Palavras-Chave: Hanseníase; Educação em saúde; Conhecimento

ABSTRACT

The objective of this study was to evaluate the effect of an educational intervention on the knowledge about Leprosy on users of the Basic Health Units of the city of Uberaba-MG, Brazil. This was an intervention research of descriptive nature and quantitative approach. A questionnaire was applied before and after the educational intervention addressing signs and symptoms, means of transmission, complications and treatment of leprosy. The sample contained 88 women and eight men with an average age of 57.06±1.79 years. It was observed that the population unawareness about the disease is still large. However, the importance of the health education action could be confirmed by the satisfactory knowledge increase, easing the prevention and early diagnosis.

Key words: Leprosy; Education in health; Knowledge

Introdução

A hanseníase é uma doença infecto contagiosa de evolução lenta, causada pela bactéria Mycobacterium leprae, que pode acometer qualquer pessoa, em qualquer faixa etária. Manifesta-se principalmente por meio de sinais e sintomas dermatoneurológicos: lesões de pele e lesões de nervos periféricos, em especial o mediano, radial, ulnar, tibial, fibular e o facial. Os primeiros sintomas são manchas brancas e vermelhas, que podem surgir em qualquer parte do corpo. O comprometimento dos nervos periféricos é a principal característica da doença e possui grande potencial para provocar incapacidades físicas, que podem evoluir para deformidades (BRASIL, 2008A; BRASIL, 2008B).

Essas incapacidades e deformidades podem acarretar múltiplos problemas para o paciente com hanseníase, como a diminuição da capacidade de trabalho, limitação da vida social e problemas psicológicos, sendo responsáveis também pelo estigma e preconceito contra os portadores da doença (COROLIANO-MARINUS ET AL, 2012).

No que concerne à sua transmissão, acredita-se que ocorra pelo contato íntimo e prolongado de indivíduo suscetível com paciente bacilífero, através da inalação dos bacilos (HUANG, 1980; MILEP2 STUDY GROUP, 2000). É necessário, entretanto, um longo período de exposição ao agente. O aparecimento da doença na pessoa infectada depende da relação parasita-hospedeiro. Além das condições individuais, outros fatores relacionados aos níveis de endemia e às condições socioeconômicas desfavoráveis, assim como condições precárias de vida e de saúde e o elevado número de pessoas convivendo em um mesmo ambiente, influem no risco de adoecer. No entanto, a cadeia de transmissão é interrompida quando o doente inicia o tratamento quimioterápico, deixando de ser transmissor, pois as primeiras doses da medicação reduzem os bacilos a um número que impede a infecção de outras pessoas (BRASIL, 2002B).
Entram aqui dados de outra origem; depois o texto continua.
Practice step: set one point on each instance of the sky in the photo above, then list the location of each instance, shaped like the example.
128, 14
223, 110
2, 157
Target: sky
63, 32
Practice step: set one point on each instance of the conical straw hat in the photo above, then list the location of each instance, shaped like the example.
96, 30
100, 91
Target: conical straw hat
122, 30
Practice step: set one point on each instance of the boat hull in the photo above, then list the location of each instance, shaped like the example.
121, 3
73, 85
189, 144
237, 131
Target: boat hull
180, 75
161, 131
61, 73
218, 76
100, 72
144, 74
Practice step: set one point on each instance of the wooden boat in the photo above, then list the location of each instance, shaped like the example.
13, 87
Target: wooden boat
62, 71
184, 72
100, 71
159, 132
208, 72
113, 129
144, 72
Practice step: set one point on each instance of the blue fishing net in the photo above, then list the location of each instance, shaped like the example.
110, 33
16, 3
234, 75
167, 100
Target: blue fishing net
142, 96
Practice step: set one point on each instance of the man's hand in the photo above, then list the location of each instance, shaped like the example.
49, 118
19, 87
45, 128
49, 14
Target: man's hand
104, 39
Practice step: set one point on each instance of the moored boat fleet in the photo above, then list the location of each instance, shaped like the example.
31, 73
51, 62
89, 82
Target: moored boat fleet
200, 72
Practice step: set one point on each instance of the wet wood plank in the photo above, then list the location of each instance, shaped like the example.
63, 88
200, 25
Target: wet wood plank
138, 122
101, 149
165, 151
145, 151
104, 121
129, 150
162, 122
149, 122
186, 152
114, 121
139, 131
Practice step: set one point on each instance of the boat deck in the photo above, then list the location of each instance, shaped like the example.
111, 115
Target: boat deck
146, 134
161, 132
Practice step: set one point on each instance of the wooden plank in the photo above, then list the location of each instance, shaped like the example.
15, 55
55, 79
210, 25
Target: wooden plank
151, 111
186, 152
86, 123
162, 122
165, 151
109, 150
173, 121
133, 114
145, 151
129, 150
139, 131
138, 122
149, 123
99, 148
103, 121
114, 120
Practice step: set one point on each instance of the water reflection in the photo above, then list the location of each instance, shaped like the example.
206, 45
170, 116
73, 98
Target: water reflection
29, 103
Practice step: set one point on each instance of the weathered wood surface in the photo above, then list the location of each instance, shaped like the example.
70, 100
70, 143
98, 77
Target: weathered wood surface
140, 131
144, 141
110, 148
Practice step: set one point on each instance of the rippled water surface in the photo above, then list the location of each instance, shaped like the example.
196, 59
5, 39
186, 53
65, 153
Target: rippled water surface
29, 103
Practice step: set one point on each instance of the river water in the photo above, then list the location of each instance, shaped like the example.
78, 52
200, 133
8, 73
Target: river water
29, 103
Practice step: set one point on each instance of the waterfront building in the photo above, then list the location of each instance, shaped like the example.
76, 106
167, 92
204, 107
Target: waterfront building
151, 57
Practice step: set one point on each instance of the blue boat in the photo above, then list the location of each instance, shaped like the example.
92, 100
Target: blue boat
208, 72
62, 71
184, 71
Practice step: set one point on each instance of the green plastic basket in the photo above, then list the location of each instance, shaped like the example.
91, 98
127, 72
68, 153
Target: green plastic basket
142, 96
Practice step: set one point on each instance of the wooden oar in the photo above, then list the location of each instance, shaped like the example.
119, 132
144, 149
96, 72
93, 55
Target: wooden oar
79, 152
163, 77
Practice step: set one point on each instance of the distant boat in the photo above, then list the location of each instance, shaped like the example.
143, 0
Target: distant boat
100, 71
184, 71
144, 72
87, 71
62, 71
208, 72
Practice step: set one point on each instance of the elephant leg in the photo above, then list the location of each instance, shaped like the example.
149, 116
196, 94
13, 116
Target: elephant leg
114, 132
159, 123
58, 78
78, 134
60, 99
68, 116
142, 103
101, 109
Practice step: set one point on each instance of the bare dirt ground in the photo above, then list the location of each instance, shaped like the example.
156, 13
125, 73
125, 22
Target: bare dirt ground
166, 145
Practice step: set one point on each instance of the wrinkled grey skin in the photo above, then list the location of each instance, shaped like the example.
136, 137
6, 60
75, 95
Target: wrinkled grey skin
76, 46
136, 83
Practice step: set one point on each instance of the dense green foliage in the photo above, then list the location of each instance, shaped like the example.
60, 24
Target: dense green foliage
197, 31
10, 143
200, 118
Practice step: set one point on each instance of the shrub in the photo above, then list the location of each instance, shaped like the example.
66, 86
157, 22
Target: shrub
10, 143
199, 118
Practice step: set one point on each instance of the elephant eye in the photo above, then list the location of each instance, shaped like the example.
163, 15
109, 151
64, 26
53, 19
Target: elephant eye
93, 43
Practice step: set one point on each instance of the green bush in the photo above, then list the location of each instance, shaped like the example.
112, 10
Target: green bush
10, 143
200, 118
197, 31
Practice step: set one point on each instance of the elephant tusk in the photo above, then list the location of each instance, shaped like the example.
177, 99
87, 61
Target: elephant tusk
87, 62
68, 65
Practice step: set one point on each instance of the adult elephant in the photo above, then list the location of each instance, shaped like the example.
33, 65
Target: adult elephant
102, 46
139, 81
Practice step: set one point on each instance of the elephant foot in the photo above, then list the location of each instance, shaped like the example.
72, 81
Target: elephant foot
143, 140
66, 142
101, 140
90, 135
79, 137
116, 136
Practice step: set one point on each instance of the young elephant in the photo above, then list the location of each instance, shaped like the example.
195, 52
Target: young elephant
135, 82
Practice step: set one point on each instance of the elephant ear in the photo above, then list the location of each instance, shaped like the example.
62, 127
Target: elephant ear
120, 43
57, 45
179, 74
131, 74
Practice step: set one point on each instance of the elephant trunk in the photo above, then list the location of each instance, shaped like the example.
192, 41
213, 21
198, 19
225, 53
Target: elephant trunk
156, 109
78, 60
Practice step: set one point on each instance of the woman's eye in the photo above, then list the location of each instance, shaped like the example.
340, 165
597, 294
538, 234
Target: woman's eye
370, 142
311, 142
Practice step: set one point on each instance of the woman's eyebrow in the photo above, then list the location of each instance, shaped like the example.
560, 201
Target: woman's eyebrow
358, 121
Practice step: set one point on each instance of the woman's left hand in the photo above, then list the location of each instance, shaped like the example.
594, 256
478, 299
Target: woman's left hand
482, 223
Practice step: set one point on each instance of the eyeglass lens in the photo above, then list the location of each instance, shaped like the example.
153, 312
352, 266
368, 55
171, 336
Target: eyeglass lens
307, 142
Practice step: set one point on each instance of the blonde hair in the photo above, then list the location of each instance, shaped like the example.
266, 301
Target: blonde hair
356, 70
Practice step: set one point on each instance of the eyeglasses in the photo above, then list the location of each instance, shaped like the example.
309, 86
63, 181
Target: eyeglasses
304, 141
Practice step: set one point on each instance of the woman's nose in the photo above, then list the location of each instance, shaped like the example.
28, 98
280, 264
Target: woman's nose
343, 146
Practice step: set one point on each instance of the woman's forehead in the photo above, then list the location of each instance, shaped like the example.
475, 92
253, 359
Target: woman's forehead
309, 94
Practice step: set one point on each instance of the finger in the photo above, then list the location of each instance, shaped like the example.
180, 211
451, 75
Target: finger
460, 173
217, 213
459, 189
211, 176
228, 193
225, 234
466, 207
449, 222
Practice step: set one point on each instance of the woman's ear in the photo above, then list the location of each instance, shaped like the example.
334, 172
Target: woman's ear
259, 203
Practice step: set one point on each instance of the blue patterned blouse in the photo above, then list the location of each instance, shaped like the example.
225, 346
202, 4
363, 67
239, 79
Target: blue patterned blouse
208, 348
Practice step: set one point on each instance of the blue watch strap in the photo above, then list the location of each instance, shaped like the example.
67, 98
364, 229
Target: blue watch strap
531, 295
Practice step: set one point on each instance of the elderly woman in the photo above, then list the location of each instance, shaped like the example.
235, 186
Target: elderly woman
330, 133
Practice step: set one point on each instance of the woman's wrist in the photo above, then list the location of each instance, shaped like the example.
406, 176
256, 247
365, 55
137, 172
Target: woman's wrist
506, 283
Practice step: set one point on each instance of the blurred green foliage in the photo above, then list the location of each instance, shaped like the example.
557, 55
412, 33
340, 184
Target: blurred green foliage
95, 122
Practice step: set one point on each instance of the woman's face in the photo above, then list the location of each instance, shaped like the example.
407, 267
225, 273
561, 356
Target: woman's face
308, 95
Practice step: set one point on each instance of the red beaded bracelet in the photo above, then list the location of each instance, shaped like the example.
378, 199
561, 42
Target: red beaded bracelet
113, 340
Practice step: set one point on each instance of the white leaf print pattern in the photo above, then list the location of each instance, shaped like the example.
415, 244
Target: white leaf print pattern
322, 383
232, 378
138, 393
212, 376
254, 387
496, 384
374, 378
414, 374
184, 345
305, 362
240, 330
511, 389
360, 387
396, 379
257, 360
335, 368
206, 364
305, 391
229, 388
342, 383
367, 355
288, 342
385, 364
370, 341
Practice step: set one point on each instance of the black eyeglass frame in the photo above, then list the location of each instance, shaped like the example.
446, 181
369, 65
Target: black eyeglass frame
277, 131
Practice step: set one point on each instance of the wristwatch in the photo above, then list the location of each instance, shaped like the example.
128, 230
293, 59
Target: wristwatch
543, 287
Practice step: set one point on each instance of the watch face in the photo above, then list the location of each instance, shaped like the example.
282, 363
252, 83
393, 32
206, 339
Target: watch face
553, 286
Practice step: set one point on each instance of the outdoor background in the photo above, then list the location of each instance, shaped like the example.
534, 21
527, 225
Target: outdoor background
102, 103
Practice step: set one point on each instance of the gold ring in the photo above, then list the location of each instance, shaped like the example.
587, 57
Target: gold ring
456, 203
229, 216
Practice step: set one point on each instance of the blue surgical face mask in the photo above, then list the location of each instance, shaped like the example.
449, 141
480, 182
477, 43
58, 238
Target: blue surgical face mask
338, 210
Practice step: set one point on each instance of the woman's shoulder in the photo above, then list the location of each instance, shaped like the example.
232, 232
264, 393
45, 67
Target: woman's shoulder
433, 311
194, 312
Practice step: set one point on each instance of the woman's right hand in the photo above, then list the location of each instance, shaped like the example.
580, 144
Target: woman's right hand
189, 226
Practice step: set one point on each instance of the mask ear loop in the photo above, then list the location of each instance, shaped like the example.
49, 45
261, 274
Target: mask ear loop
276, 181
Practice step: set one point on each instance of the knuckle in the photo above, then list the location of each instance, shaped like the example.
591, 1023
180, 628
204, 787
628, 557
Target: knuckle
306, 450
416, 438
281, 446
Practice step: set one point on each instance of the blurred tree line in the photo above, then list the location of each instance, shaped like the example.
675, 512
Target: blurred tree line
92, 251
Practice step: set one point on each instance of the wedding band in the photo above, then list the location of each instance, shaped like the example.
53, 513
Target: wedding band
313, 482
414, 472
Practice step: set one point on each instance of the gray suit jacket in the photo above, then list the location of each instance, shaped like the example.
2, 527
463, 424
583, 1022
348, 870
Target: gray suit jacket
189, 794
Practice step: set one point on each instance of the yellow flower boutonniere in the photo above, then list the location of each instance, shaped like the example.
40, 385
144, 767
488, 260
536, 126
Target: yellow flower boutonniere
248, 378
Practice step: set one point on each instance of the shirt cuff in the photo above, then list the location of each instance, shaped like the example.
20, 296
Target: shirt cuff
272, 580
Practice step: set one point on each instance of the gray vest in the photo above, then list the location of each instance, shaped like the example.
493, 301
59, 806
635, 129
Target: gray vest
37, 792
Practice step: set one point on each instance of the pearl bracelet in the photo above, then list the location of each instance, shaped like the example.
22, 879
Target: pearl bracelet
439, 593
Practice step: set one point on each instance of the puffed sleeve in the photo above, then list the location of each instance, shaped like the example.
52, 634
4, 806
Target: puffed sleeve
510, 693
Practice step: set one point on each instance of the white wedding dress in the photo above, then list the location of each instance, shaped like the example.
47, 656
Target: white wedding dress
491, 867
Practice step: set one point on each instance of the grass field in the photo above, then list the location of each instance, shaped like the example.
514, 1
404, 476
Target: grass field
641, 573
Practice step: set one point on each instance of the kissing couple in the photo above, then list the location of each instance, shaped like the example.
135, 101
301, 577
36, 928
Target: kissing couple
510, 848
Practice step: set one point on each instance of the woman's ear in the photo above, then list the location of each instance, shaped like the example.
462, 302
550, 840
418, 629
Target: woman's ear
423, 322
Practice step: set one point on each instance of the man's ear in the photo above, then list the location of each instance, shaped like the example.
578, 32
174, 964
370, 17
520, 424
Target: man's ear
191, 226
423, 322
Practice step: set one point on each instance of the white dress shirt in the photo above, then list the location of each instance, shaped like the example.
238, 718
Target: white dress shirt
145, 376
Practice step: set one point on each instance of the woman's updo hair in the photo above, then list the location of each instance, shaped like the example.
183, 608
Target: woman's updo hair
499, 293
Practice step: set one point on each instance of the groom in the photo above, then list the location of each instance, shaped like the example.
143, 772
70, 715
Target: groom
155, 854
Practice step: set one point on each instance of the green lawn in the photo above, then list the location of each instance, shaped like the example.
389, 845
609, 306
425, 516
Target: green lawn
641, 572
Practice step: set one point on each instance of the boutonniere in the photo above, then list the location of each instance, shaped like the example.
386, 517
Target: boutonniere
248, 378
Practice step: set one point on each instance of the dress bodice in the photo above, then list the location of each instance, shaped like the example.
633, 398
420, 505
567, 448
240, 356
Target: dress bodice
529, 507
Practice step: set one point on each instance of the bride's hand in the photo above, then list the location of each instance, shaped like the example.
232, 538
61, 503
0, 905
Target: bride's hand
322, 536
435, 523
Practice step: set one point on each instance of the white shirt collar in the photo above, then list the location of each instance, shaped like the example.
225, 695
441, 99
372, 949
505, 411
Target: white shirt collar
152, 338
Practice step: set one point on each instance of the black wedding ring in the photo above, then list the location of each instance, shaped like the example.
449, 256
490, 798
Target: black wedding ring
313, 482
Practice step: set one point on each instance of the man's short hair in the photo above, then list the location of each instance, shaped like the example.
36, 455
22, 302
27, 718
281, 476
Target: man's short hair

Apesar de todo o conhecimento já existente, ainda se observa grande carga de estigma e preconceito quanto a essa doença, o que dificulta a execução de medidas de controle e profilaxia. Nesse caso, o uso da educação em saúde é um instrumento necessário para o esclarecimento de suas reais consequências e, especialmente, de suas formas de prevenção, de modo a desmistificar os aspectos negativos, tais como incurabilidade, mutilação, rejeição e exclusão social (COROLIANO-MARINUS ET AL, 2012).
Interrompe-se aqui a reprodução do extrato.